La persecución de Paul John Knowles se desarrollaba a buen ritmo. Bárbara Tucker apareció ilesa el 15 de noviembre. Knowles se había limitado a atarla y a robarle el coche. Fue un alivio efímero, ya que enseguida se supo que había tomado dos rehenes más. Un policía montado, Charles E. Campbell, había desaparecido cerca de los límites de Florida; y el Gran Cortina azul de James E. Meyer era el vehículo que usaba en la huida.
A última hora del día, el propietario de un garaje de Lakeland, en Georgia, informó que un coche que respondía a la descripción del noticiario se había detenido allí y que el conductor compró un cartón de cigarrillos Kool. La caza se trasladó de Florida a Georgia, pero el fugitivo parecía haberse esfumado.
A las 10,10 del sábado 17 de noviembre, el Gran Cortina azul fue detectado cuando adelantaba velozmente a dos ayudantes del sheriff en la autopista 42. Montaron varios controles y Knowles destrozó el coche al intentar saltárselos. Comenzó a disparar indiscriminadamente y consiguió adentrarse en un bosque cercano. La policía registró el coche, pero no encontró ni rastro de los rehenes.
Doscientos policías con perros amaestrados y helicópteros lo buscaron durante dos horas a través de los bosques de Henry County, en Georgia. Finalmente, el fugitivo, deslumbrado y exhausto, apareció en manos de un joven llamado David Clark. La policía tenía en su poder al asesino, pero no la pista del paradero de los rehenes.
Provocativamente, Knowles afirmó que una sola palabra suya y podrían localizarlos. Pero se negó a pronunciar aquella palabra.
Entonces pensaron que el mejor modo de avanzar en las pesquisas sería por medio de las cintas. En el Chevrolet abandonado encontraron el testamento del asesino con la dirección de su abogado, Sheldon Yavitz, y se pusieron en contacto con él para que se trasladara a Macon.

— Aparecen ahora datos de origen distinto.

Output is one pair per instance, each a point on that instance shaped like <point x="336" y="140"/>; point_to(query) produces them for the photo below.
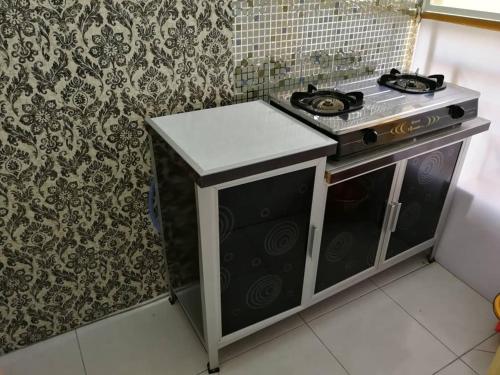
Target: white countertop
<point x="225" y="138"/>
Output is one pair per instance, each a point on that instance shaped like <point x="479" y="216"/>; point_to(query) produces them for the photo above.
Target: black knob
<point x="456" y="111"/>
<point x="369" y="136"/>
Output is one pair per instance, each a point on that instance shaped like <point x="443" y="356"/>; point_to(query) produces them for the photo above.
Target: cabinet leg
<point x="430" y="256"/>
<point x="213" y="360"/>
<point x="214" y="370"/>
<point x="172" y="298"/>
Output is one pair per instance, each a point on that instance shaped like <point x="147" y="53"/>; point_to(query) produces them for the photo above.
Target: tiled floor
<point x="412" y="319"/>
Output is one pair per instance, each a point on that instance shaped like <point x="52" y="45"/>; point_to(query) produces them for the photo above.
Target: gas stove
<point x="366" y="114"/>
<point x="413" y="83"/>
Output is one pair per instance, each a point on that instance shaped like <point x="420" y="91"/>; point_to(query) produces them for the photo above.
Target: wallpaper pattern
<point x="76" y="80"/>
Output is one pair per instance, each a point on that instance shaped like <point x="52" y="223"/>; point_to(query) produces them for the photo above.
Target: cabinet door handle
<point x="396" y="209"/>
<point x="312" y="235"/>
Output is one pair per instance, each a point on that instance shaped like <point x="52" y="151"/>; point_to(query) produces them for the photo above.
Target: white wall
<point x="468" y="56"/>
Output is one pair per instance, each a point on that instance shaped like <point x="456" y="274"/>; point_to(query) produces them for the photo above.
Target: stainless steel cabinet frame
<point x="326" y="175"/>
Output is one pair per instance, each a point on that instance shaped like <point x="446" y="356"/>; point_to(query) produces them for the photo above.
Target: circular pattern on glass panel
<point x="410" y="215"/>
<point x="264" y="292"/>
<point x="225" y="279"/>
<point x="431" y="166"/>
<point x="281" y="238"/>
<point x="265" y="212"/>
<point x="226" y="222"/>
<point x="338" y="248"/>
<point x="303" y="188"/>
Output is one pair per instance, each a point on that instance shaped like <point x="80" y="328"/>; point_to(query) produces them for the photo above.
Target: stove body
<point x="387" y="116"/>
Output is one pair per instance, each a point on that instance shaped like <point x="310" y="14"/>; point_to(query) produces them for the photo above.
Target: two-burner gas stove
<point x="371" y="113"/>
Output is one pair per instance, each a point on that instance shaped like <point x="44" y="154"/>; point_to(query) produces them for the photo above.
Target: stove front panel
<point x="409" y="127"/>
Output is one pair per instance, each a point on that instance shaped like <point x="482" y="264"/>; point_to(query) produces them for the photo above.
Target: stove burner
<point x="327" y="102"/>
<point x="412" y="83"/>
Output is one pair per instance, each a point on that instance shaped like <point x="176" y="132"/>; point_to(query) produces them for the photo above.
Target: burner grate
<point x="412" y="83"/>
<point x="327" y="102"/>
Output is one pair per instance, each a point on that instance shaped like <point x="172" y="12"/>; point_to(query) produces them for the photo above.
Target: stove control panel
<point x="370" y="136"/>
<point x="405" y="128"/>
<point x="456" y="111"/>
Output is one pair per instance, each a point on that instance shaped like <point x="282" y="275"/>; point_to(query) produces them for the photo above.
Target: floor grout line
<point x="344" y="304"/>
<point x="415" y="319"/>
<point x="484" y="351"/>
<point x="263" y="342"/>
<point x="448" y="364"/>
<point x="479" y="343"/>
<point x="400" y="277"/>
<point x="428" y="330"/>
<point x="467" y="365"/>
<point x="81" y="353"/>
<point x="459" y="279"/>
<point x="326" y="347"/>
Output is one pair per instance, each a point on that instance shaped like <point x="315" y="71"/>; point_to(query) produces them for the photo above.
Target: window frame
<point x="460" y="12"/>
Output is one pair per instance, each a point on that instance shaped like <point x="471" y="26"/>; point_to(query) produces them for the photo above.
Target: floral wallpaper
<point x="76" y="80"/>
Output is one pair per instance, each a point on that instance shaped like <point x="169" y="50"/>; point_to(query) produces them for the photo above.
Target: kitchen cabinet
<point x="263" y="236"/>
<point x="423" y="193"/>
<point x="352" y="226"/>
<point x="267" y="225"/>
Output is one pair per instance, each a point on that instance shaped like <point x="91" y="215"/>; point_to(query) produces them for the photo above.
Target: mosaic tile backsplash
<point x="282" y="43"/>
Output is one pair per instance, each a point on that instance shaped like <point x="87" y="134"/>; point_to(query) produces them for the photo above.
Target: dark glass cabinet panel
<point x="263" y="232"/>
<point x="424" y="190"/>
<point x="352" y="226"/>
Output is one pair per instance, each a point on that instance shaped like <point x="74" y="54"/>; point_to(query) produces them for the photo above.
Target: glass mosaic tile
<point x="283" y="43"/>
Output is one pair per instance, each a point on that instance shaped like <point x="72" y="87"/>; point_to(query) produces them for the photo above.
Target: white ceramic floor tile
<point x="154" y="339"/>
<point x="56" y="356"/>
<point x="400" y="270"/>
<point x="260" y="337"/>
<point x="480" y="361"/>
<point x="456" y="368"/>
<point x="373" y="335"/>
<point x="491" y="345"/>
<point x="297" y="352"/>
<point x="338" y="300"/>
<point x="450" y="309"/>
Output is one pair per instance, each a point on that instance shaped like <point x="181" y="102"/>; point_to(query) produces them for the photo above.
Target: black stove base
<point x="388" y="133"/>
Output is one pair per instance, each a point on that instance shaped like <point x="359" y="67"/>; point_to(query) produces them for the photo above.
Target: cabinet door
<point x="352" y="226"/>
<point x="263" y="231"/>
<point x="423" y="193"/>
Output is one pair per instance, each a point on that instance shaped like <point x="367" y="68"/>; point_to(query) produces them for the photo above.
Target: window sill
<point x="461" y="20"/>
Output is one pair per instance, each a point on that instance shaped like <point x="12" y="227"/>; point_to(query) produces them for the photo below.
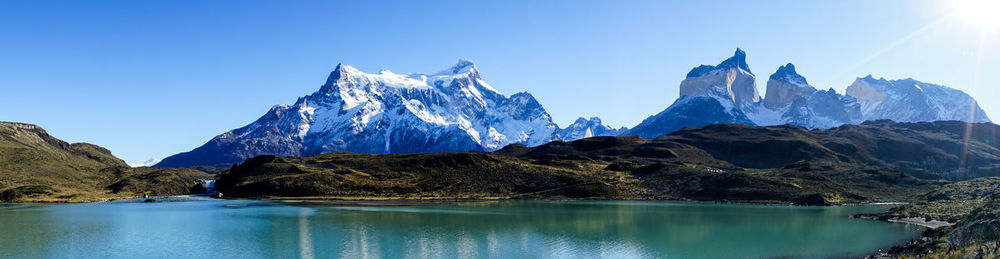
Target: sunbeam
<point x="896" y="43"/>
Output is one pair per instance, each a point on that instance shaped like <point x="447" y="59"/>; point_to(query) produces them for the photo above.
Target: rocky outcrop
<point x="909" y="100"/>
<point x="585" y="128"/>
<point x="786" y="86"/>
<point x="453" y="110"/>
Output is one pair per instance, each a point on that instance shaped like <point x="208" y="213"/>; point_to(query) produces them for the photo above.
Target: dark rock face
<point x="691" y="111"/>
<point x="876" y="161"/>
<point x="451" y="111"/>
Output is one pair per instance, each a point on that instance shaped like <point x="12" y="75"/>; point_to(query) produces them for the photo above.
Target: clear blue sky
<point x="153" y="78"/>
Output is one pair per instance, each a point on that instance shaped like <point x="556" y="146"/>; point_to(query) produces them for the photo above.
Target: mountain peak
<point x="463" y="66"/>
<point x="738" y="60"/>
<point x="787" y="73"/>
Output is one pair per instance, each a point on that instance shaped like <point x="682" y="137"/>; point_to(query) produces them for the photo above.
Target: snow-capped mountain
<point x="909" y="100"/>
<point x="585" y="128"/>
<point x="453" y="110"/>
<point x="708" y="95"/>
<point x="726" y="93"/>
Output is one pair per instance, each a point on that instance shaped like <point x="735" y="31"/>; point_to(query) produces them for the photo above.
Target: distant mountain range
<point x="452" y="110"/>
<point x="727" y="93"/>
<point x="36" y="167"/>
<point x="455" y="110"/>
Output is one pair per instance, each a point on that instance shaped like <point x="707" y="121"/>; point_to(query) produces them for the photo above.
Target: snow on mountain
<point x="726" y="93"/>
<point x="452" y="110"/>
<point x="731" y="81"/>
<point x="585" y="128"/>
<point x="909" y="100"/>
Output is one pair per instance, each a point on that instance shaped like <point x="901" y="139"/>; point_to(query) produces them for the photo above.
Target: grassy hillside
<point x="973" y="206"/>
<point x="36" y="167"/>
<point x="876" y="161"/>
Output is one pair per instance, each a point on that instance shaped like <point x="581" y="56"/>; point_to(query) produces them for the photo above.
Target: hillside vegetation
<point x="972" y="206"/>
<point x="875" y="161"/>
<point x="36" y="167"/>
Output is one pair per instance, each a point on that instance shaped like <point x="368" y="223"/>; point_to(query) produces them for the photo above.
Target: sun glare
<point x="985" y="13"/>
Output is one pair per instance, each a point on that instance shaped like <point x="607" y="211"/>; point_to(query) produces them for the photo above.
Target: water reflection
<point x="478" y="230"/>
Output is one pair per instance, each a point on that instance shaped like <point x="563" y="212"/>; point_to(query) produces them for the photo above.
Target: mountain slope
<point x="35" y="166"/>
<point x="909" y="100"/>
<point x="453" y="110"/>
<point x="791" y="100"/>
<point x="585" y="128"/>
<point x="875" y="161"/>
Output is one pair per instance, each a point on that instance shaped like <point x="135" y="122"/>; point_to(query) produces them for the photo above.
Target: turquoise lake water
<point x="504" y="229"/>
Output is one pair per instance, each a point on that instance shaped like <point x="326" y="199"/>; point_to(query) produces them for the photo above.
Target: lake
<point x="204" y="228"/>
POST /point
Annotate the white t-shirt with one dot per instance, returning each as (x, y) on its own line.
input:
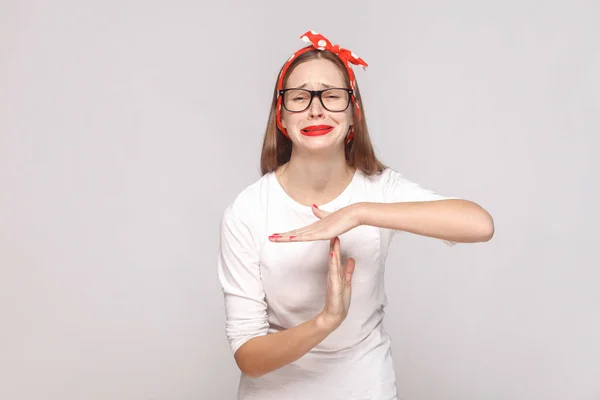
(269, 287)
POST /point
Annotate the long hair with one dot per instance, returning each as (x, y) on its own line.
(277, 148)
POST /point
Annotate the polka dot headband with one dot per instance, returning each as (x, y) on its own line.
(320, 42)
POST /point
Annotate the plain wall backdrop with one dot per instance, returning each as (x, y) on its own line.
(127, 127)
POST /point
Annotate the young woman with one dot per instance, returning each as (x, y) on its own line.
(303, 249)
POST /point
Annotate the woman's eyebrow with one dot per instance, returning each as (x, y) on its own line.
(325, 85)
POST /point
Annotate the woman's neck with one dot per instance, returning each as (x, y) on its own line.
(318, 181)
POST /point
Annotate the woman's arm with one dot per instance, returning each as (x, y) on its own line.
(455, 220)
(264, 354)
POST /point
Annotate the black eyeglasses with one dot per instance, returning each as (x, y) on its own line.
(334, 99)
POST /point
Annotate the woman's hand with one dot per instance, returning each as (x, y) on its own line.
(339, 289)
(329, 225)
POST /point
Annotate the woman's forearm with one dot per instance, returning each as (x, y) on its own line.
(264, 354)
(459, 221)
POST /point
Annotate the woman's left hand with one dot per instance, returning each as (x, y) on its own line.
(328, 226)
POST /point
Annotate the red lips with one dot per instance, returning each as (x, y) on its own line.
(316, 130)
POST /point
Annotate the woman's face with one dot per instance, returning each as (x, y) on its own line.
(316, 127)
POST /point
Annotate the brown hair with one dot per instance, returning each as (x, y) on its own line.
(277, 148)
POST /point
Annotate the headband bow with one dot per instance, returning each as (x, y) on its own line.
(320, 42)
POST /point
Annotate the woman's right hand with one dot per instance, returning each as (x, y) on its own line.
(339, 288)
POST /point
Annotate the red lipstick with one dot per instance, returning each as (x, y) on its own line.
(316, 130)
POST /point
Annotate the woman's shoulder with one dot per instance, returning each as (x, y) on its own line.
(250, 200)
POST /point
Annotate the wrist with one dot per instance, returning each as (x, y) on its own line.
(324, 324)
(361, 212)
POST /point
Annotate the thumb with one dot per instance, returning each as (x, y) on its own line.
(349, 270)
(318, 212)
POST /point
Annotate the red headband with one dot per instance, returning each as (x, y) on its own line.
(320, 42)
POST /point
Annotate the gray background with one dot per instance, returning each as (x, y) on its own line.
(127, 127)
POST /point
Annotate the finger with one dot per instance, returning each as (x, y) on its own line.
(349, 270)
(333, 265)
(338, 257)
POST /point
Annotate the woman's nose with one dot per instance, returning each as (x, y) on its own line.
(316, 108)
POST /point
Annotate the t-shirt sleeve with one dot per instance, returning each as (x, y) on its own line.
(239, 275)
(398, 189)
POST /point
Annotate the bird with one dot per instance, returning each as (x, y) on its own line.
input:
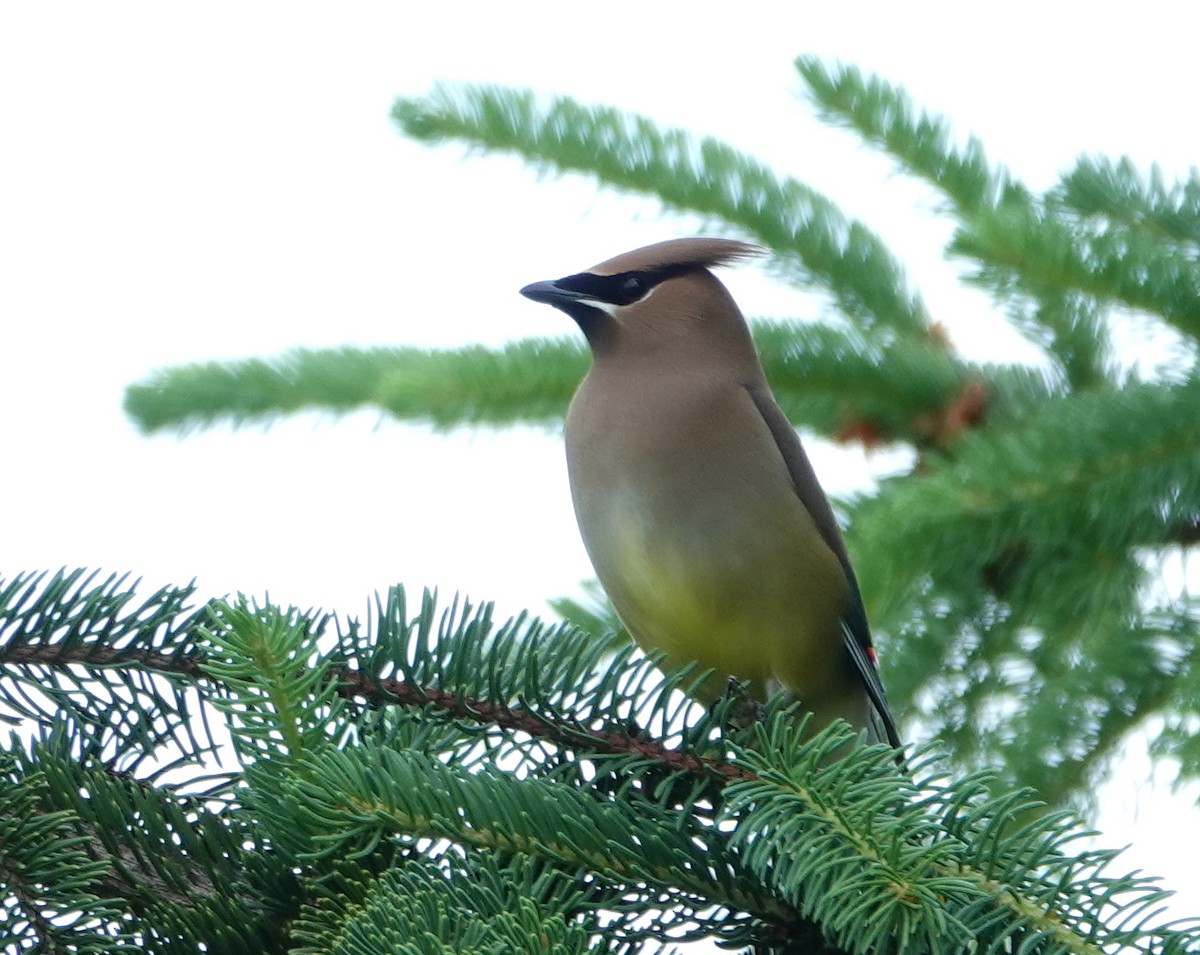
(697, 505)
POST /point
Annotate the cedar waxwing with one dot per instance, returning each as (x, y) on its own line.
(696, 503)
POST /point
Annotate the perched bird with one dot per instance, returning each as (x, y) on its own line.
(696, 503)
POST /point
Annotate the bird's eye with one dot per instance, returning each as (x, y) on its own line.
(633, 288)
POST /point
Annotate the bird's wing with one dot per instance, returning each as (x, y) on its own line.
(856, 632)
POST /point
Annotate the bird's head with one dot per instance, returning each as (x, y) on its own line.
(651, 293)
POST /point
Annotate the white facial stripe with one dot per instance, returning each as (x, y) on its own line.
(607, 307)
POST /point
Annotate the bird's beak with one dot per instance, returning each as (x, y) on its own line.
(549, 293)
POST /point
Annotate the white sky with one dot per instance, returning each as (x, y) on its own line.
(189, 182)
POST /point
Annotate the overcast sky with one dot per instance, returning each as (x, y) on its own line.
(181, 182)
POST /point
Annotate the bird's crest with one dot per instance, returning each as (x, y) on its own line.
(701, 252)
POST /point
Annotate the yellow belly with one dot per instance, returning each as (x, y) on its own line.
(766, 608)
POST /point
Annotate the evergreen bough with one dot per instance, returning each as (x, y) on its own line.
(246, 778)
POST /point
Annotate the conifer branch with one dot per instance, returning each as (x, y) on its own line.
(883, 115)
(811, 239)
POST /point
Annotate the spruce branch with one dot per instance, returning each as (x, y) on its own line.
(883, 115)
(529, 380)
(810, 238)
(772, 827)
(1116, 265)
(1117, 192)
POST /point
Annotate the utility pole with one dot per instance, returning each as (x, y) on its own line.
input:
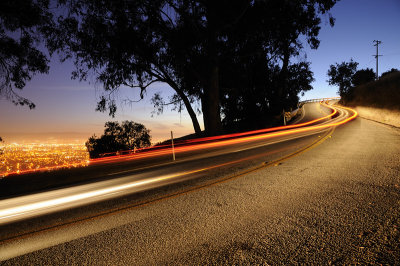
(376, 56)
(172, 144)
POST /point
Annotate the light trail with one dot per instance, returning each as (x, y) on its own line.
(18, 208)
(237, 140)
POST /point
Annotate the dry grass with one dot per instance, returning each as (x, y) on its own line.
(384, 93)
(379, 100)
(391, 117)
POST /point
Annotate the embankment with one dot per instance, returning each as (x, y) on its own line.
(379, 100)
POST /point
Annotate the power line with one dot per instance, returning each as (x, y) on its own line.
(376, 56)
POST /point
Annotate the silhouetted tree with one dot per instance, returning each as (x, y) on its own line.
(23, 23)
(186, 44)
(393, 70)
(119, 137)
(342, 75)
(363, 76)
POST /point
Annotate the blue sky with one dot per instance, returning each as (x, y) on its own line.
(66, 108)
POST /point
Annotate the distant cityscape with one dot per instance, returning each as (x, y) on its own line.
(24, 158)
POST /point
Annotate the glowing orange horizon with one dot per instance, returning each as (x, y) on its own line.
(238, 138)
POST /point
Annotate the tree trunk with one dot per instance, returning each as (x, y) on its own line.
(210, 99)
(189, 108)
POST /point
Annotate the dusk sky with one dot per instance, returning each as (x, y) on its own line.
(65, 108)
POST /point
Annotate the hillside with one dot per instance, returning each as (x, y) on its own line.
(384, 93)
(379, 100)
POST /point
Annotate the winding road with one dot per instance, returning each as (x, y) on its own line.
(323, 190)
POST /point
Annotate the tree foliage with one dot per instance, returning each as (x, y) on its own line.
(193, 46)
(342, 76)
(23, 23)
(363, 76)
(119, 137)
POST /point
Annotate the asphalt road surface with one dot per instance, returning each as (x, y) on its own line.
(328, 197)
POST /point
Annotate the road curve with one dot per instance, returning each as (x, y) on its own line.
(335, 202)
(132, 181)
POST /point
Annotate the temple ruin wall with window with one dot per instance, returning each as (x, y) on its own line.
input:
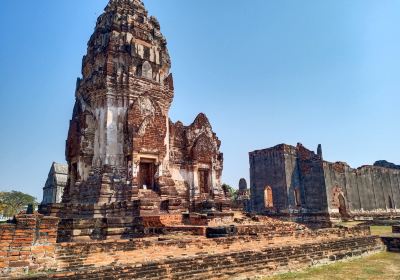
(303, 183)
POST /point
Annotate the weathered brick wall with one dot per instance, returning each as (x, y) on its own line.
(368, 190)
(225, 265)
(28, 244)
(303, 183)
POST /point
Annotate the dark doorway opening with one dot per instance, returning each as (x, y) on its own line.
(203, 181)
(342, 206)
(147, 172)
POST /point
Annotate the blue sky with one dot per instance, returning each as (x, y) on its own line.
(264, 71)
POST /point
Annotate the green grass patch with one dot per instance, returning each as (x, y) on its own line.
(379, 266)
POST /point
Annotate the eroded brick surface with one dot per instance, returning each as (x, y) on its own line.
(304, 185)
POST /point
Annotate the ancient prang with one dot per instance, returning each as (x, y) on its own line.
(55, 183)
(296, 182)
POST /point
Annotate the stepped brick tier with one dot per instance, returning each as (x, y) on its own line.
(29, 249)
(126, 158)
(297, 183)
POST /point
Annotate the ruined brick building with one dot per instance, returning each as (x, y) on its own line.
(125, 156)
(294, 180)
(55, 183)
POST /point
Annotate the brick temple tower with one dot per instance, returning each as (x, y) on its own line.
(126, 158)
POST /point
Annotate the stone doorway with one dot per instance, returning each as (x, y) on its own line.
(204, 181)
(342, 206)
(147, 172)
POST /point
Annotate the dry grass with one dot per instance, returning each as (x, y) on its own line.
(382, 266)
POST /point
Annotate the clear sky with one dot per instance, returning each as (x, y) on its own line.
(264, 71)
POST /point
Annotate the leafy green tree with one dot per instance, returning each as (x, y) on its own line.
(11, 203)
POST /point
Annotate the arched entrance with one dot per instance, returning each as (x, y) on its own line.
(342, 206)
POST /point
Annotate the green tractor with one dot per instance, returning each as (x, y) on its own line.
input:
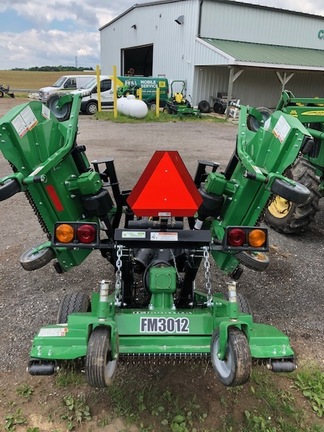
(157, 238)
(177, 103)
(284, 215)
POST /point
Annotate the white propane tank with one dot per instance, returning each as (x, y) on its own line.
(137, 108)
(121, 103)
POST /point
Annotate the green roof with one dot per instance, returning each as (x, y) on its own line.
(249, 53)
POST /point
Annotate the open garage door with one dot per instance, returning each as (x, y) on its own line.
(137, 60)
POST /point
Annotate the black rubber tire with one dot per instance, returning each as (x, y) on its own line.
(235, 370)
(72, 303)
(9, 188)
(91, 108)
(292, 218)
(63, 113)
(100, 369)
(253, 124)
(298, 194)
(204, 107)
(33, 261)
(258, 261)
(219, 108)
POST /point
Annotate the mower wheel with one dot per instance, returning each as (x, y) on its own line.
(63, 113)
(100, 369)
(73, 303)
(253, 123)
(204, 107)
(9, 188)
(257, 261)
(235, 369)
(34, 260)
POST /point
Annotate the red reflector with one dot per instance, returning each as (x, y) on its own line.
(86, 234)
(165, 188)
(236, 237)
(54, 197)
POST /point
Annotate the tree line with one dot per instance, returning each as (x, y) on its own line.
(54, 68)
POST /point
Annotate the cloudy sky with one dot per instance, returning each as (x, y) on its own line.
(65, 32)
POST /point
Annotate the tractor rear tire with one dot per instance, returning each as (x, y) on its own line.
(9, 188)
(288, 217)
(253, 123)
(32, 260)
(100, 368)
(73, 303)
(235, 369)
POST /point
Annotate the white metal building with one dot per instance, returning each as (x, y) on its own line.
(247, 51)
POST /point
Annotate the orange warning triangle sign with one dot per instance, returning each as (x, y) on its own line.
(165, 188)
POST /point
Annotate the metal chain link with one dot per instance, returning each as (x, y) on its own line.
(207, 276)
(118, 282)
(175, 264)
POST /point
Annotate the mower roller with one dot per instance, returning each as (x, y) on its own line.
(172, 225)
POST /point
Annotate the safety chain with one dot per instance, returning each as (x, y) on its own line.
(175, 264)
(118, 282)
(207, 276)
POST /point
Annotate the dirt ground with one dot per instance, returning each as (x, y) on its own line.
(289, 295)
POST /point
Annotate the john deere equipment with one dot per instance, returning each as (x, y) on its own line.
(308, 168)
(178, 104)
(5, 90)
(155, 306)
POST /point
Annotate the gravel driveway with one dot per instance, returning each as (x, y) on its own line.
(288, 295)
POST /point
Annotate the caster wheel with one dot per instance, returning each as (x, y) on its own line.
(100, 368)
(235, 369)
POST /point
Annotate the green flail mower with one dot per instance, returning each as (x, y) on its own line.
(282, 214)
(156, 237)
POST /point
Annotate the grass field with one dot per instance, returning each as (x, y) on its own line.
(32, 81)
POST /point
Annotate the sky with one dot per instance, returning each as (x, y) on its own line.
(66, 32)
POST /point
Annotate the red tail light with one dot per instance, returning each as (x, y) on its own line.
(236, 237)
(76, 234)
(86, 234)
(246, 238)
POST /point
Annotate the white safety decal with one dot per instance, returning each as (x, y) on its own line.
(164, 325)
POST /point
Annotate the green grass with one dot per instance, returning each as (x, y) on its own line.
(32, 80)
(267, 403)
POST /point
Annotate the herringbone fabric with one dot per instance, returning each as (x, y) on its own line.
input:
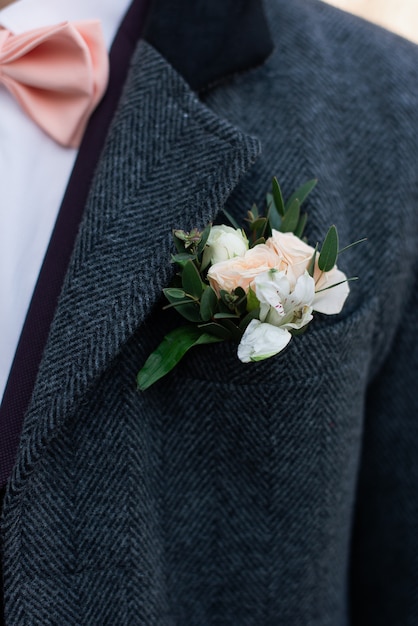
(226, 494)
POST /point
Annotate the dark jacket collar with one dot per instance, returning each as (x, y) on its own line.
(207, 41)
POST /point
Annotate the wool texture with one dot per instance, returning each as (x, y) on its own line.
(281, 492)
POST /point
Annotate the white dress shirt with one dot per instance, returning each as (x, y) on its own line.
(34, 171)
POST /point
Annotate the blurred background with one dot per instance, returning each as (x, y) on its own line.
(401, 16)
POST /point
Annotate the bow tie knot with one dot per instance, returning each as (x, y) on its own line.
(58, 74)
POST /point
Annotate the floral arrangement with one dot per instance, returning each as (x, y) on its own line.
(257, 287)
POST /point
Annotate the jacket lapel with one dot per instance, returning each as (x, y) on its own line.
(168, 162)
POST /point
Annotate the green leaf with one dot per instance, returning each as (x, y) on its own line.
(208, 303)
(302, 192)
(278, 197)
(329, 250)
(301, 225)
(355, 243)
(192, 283)
(273, 215)
(216, 329)
(347, 280)
(172, 294)
(190, 312)
(311, 266)
(204, 238)
(221, 316)
(170, 351)
(252, 301)
(231, 219)
(291, 218)
(182, 258)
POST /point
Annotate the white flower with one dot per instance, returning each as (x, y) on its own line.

Sin embargo, la cooperación de Yavitz no fue mucho mayor que la de su cliente: dio instrucciones a éste para que guardara silencio y se tomó dos días para llegar a Macon por carretera en lugar de ir directamente en avión. Luego, en la audiencia del 19 de noviembre, se negó a entregar las cintas o a admitir oficialmente su existencia y fue encarcelado por desacato.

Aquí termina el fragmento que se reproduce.